Mr. and I watched The Descendants last weekend. In many ways, it was kind of what we expected - very much an Alexander Payne movie. We love Payne, and as a couple of Omaha kids, we like to see what that guy who made all of those movies about Omaha is up to because his films are among my favorites. To be fair to him and to his movie - it's good. The script is solid, the acting is awesome, and Payne's ability to utilize the environment-as-another-character shines through.
For me, though, the whole of the movie brought back two snapshot moments of my life with such force they broke my heart all over again. In the first, I am sixteen and it is October and I am having dinner with my father and stepmother in Franklin, NE and he is describing my grandmother's casket because we know she's going to die but she hasn't died and suddenly the whole place smells like corn and mashed potatoes and there are so many goddamned people walking and talking and LIVING that I want to scream at them. I want a record scratch moment that stops the world and a world that stops and says I'm sorry. But none of that happens. We at the table don't even really stop chewing. We're just eating dinner with the sure knowledge that grandma will be gone in days or weeks and life will plod on.

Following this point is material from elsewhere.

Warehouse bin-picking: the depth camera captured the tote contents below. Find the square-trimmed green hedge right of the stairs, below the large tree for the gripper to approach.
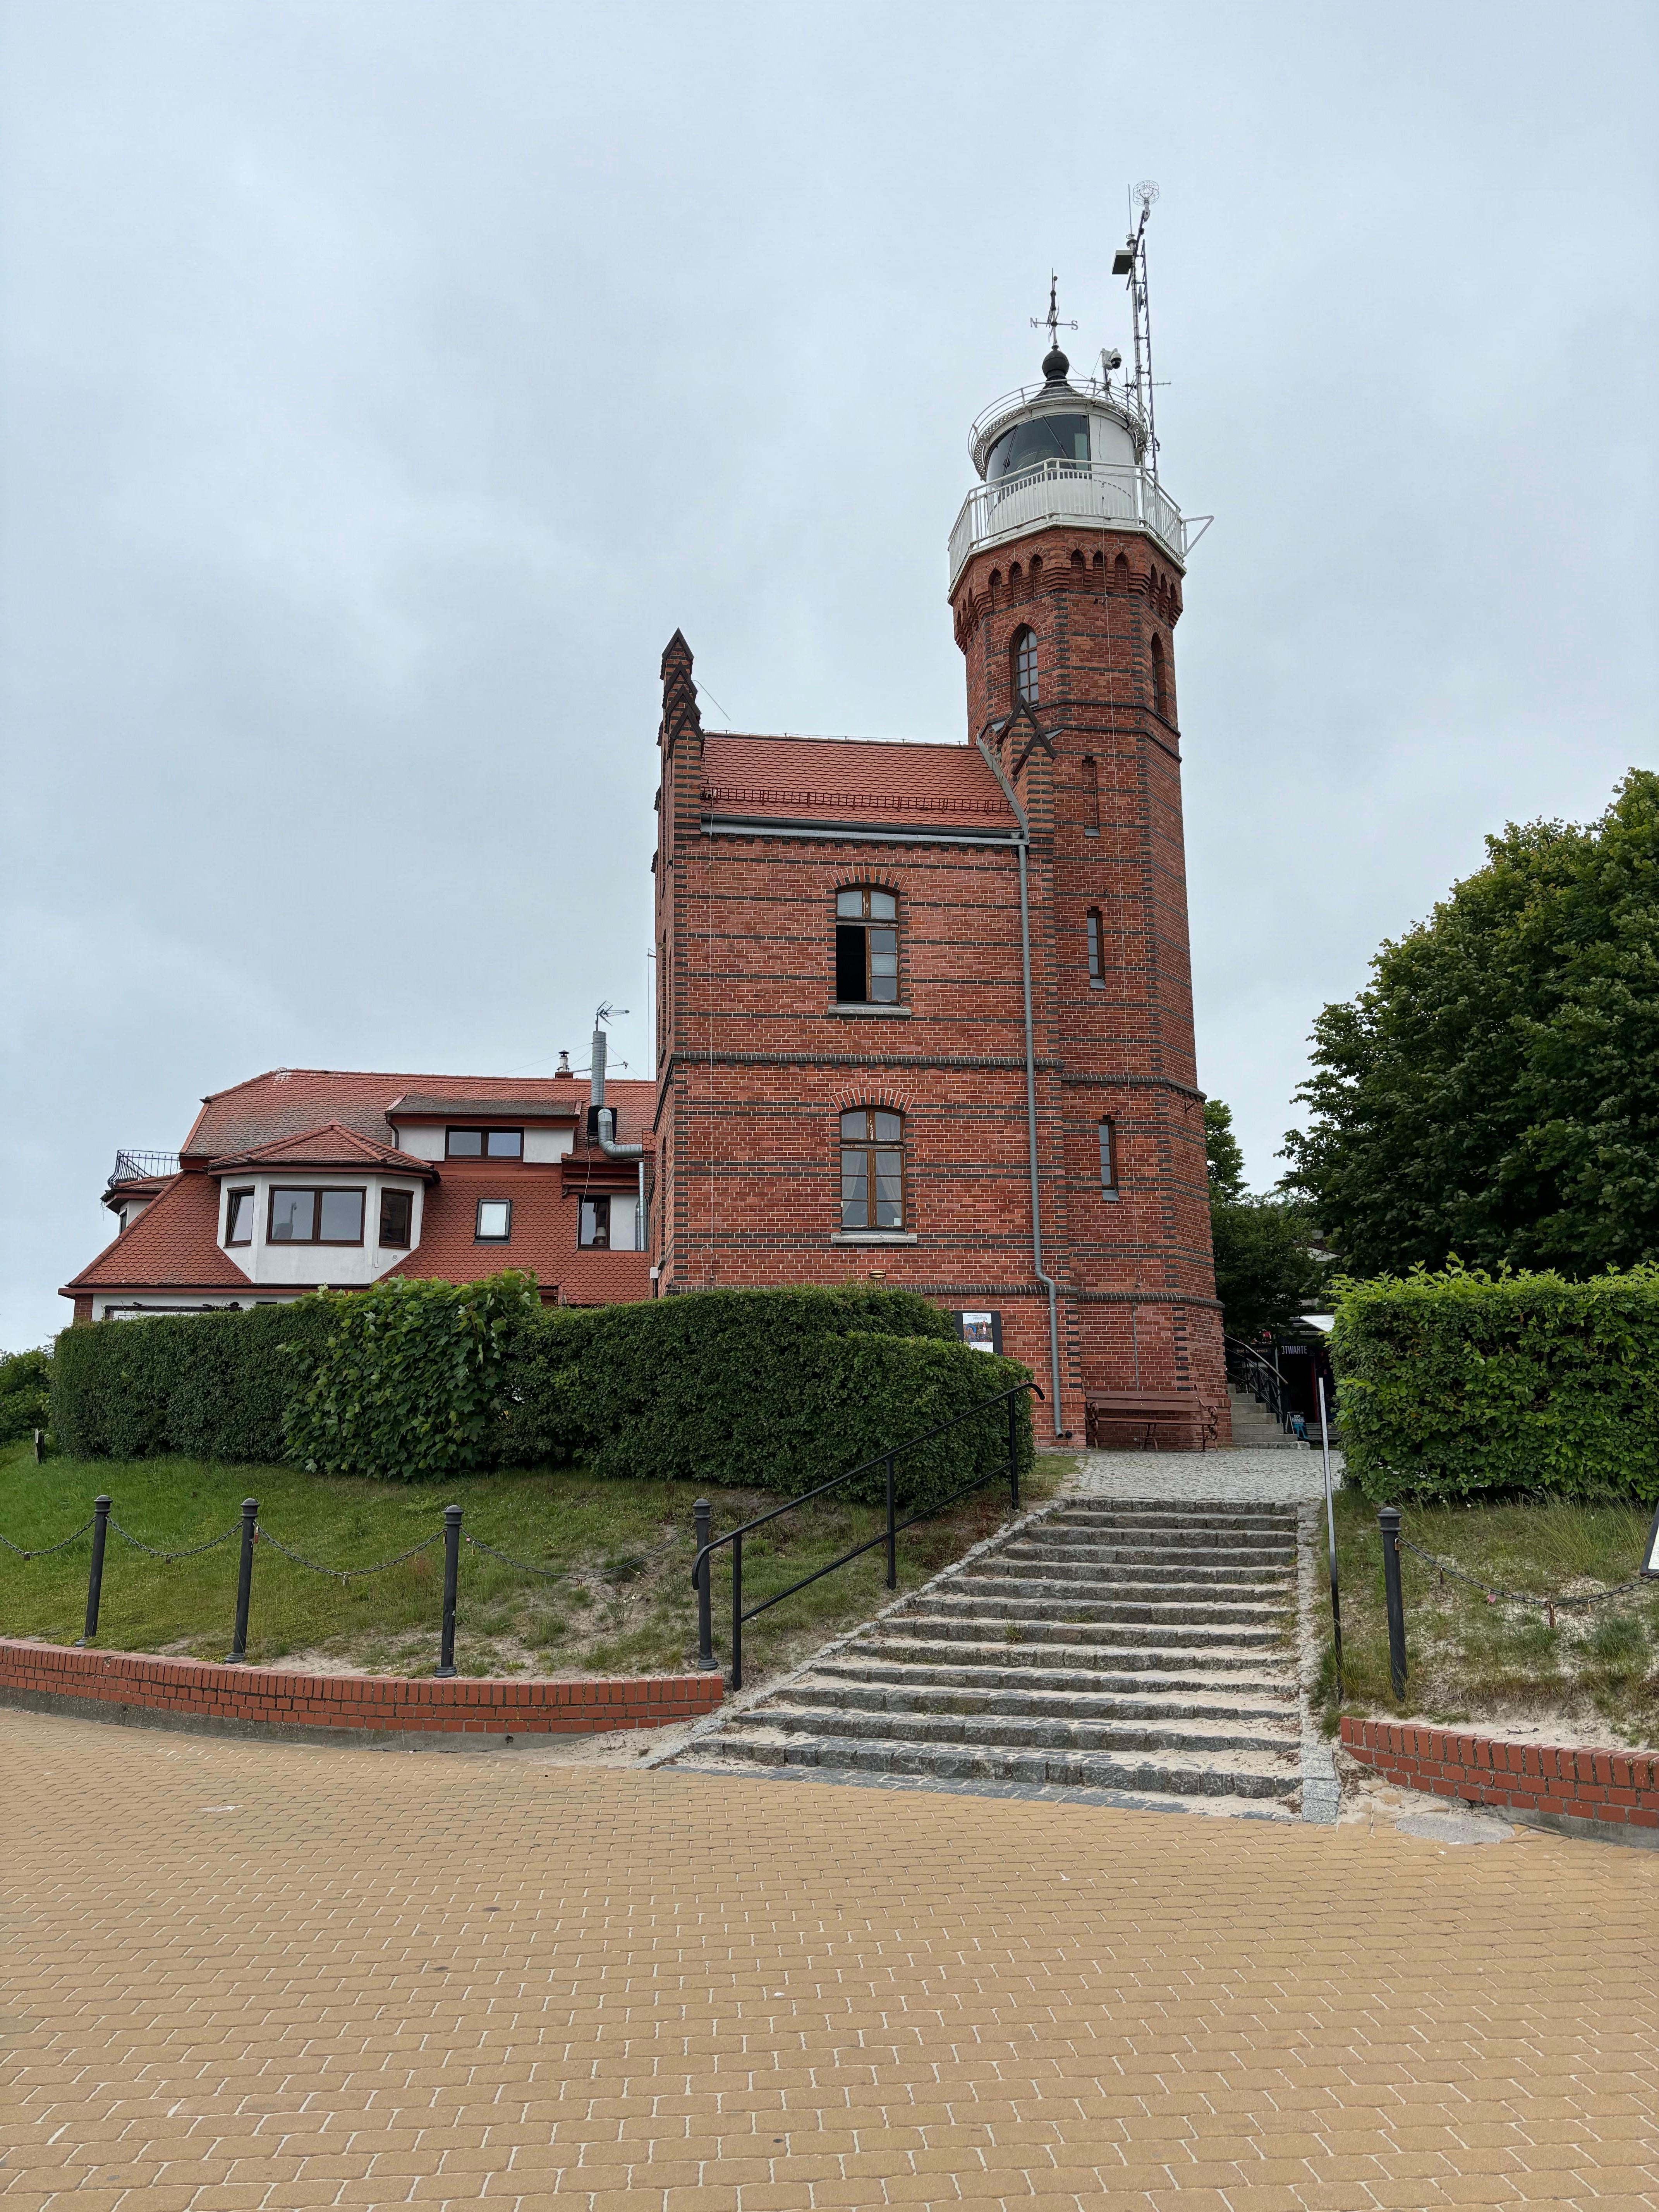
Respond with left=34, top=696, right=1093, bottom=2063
left=1332, top=1265, right=1659, bottom=1502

And in the second, I am sitting on a roll-away bed in my stepfather's NICU room. And it's almost October. It is late at night and tomorrow he will die, but right now I'm wearing one ear-bud of my iPod. My younger sister has the other and I'm trying to find "At the Bottom of Everything" by Bright Eyes and we are sitting in the dark listening to beautiful music and we are as close as the earbuds require of us but we are not hugging or crying because we're done hugging and crying for the moment we are just sitting and being one with music because for a moment we need to not be aware that we are waiting for someone to die.
I spent the whole of my viewing of The Descendants in those two memories - gripped by how it feels to be stopped in time while the world moves on around you with and without you and definitely without your loved one. I don't know if Payne's that good or if I was just that emotional or if I possibly need therapy but it was exhausting and lovely and heart breaking and amazing all at once.
Just like those times were. Just like those memories are.